>Is there an IT leader in the House?

>

True IT leadership means that those who are in charge of information technology really care about and drive the success of the mission, the satisfaction of the customers, and the well-being of their employees.

To me, these three critical leadership focus areas are tied to the areas of people, process, and technology.

People: The people are your people—your employees. This is the area of human capital that unfortunately many leaders say is important, but all too often remains mere lip service. We need to focus on providing an environment where our employees can thrive professionally and personally. Where there is challenge and growth. Where we match the right people to the right jobs. Where we provide ongoing training and the right tools for people to do their jobs effectively and efficiently. Where we treat people as human beings and not as inanimate economic objects that produces goods and services.

Process: The process is the mission and the business of our organization. As IT leaders, we need to ensure that our technology is aligned to the organization. Business drives technology, rather than doing technology for technology’s sake. Everything IT that we plan for, invest in, execute, support, secure, and measure needs to be linked to enabling mission success. IT should be providing solutions to mission requirements. The solutions should provide better information quality and information sharing; consolidation, interoperability, and component re-use of our systems, and standardization, simplification, and cost-efficiency of our technology—ALL to enable mission process effectiveness and efficiency.

Technology: The technology is the satisfaction we create for our customers in both the technology products and services that we provide to them. Our job is ensuring technology WOW for our customers in terms of them having the systems and services to do their jobs. We need to provide the right information to the right people at the right time, anywhere they need it. We must to service and support our IT customer with a white glove approach rather than with obstructionist IT bureaucracy. We shall find a way—whenever possible—to say yes or to provide an alternate solution. We will live by the adage of “the customer is always right”.

Recently, in reading the book. “The Scalpel and the Soul” by Dr Allan J. Hamilton, I was reminded that true IT leaders are driven by sincere devotion to mission, customer, and employee.

In the book, Dr. Hamilton recalls the convocation speech to his graduating class at Harvard Medical School by Professor Judah Folkman whose speech to a class of 114 news doctors was “Is There a Doctor in the House?”

Of course there was a doctor in the house, there was 114 doctors, but Professor Folkman was pointing out that “these days, patients were plagued by far too many physicians and too few doctors.” In other words, there are plenty of physicians, but there are few doctors “in whom you put your trust and your life”—those driven by sincere devotion and care for their patients, the success of their medical treatment, and their fellow practitioners.

While an IT leader is not a doctor, the genuine IT leader—like the real doctor—is someone who sincerely cares and acts in the best interests of the organization’s mission, their customers, and their people.

Just like when there is a doctor in the house, the patient is well cared for, so too when there is a genuine IT leader in the C-suite, the organization is enabled for success.

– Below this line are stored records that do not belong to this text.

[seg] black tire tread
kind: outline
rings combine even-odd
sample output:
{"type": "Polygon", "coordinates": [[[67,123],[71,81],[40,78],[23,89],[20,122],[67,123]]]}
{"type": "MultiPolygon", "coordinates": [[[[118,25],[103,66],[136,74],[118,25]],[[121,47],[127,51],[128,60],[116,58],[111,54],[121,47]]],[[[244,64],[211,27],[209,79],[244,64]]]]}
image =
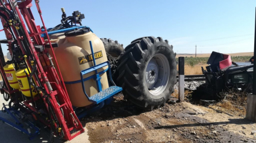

>Take Care of Your Employees and Enterprise Architecture

>

User-centric EA is focused on the users, but also on the employees in the organization.

In Fortune Magazine, 3 September 2007, Kip Tendell the CEO of the super successful Container Store states “Put Employees Before Customers: If you take care of your employees, they’ll take care of the customers—and that will take care of the shareholders. To myopically focus on the shareholders is wrong. So we invest heavily in our employees.”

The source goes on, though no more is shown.